Hello, I have 2 coordinates from quadratic function (2;-2), (0;-1). I have to find a, b and c. y=ax^2+bx+c - as a first equation I have now got -2=4a+2b+c. Second equation -1=c. Unfinished result is -1=4a+2b. What do I do next to find a and b ? a>0

 

[Ishuda]

Hello, I have 2 coordinates from quadratic function (2;-2), (0;-1). I have to find a, b and c. As a first equation I have now got -2=4a+2b+c. Second equation -1=c. Unfinished result is -1=4a+2b. What do I do next to find a and b ? a>0

If you only have two points, you can fit that with a linear equation with a slope s of
s = [-1 - (-2)] / [0 - 2] = -0.5
and resulting equation of
y(x) = -1 - 0.5 x.
You can make that a quadratic equation if you like by adding another piece, i.e.
y(x) = -1 - 0.5 x + a x (x-2) = a x² - 0.5 (4 a + 1) x - 1
where a is any value you chose other than zero [since that would make it a linear equation, not a quadratic equation.]

The way you are doing it looks like you want an equation of
y(x) = a x² + b x + c
which would give the equations you have:
(1) -2 = 4 a + 2 b + c
(2) c = -1
Plugging (2) back into (1) gives
-2 = 4a + 2 b -1
or
b = -0.5 (4a +1)
and we have
y(x) = a x² - 0.5 (4 a + 1) x - 1
as above.

 

[stapel]

I have 2 coordinates from quadratic function (2;-2), (0;-1). I have to find a, b and c. y=ax^2+bx+c

Unless you are provided other information, you cannot find "the" quadratic function through the two points, because there are more than one quadratic functions which will fit through the data.

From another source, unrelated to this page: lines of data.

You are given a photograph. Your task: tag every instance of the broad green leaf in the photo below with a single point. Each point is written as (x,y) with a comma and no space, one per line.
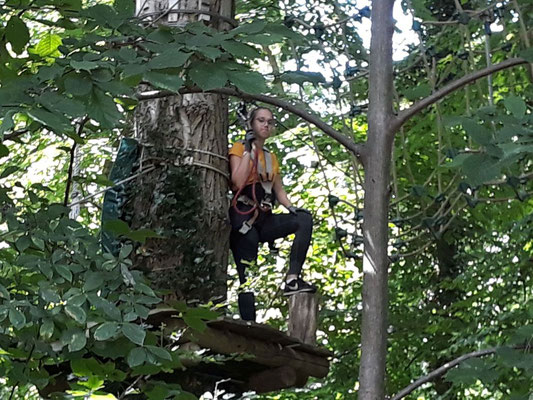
(55,122)
(477,132)
(17,318)
(50,296)
(106,331)
(134,333)
(527,54)
(164,81)
(76,313)
(17,34)
(93,280)
(136,356)
(103,109)
(48,45)
(83,65)
(159,352)
(77,340)
(240,50)
(47,329)
(300,77)
(170,59)
(23,243)
(78,85)
(480,168)
(516,106)
(421,90)
(249,82)
(4,151)
(117,227)
(207,77)
(195,323)
(64,271)
(124,8)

Please reply with the full and exact text of the exercise, the complete instructions, a description of any other information (a picture, a table, etc). Thank you!

 

[Zulgok]

Here is a photo of it :

< link to objectionable page removed >

Asks me to write down function y=f(x).

 

[Ishuda]

Here is a photo of it : <link removed> . Asks me to write down function y=f(x).

The image gives one more bit of information which you hadn't given and that is that the vertex is at x=2. See
http://mathbitsnotebook.com/Algebra1/Quadratics/QDVertexForm.html
for example to find out more about the vertex form of the quadratic. Given that the location for the vertex is (2,-2), we have
y(x) = d (x-2)² - 2.
thus y(2)=-2. To find the value d, plug in the the other point, i.e. (0,-1) which gives
-1 = d (0-2)² - 2.
So what is d. Given that, what are the values of a, b, and c for the form
y(x) = a x² + b x + c

 

[Zulgok]

Hm, we didnt cover this thing in class. Thank you for help, ill try learning vortex now.

 

[Ishuda]

Hm, we didnt cover this thing in class. Thank you for help, ill try learning vortex now.

You could also get the same answer by using a third point on the curve such as (4,-1)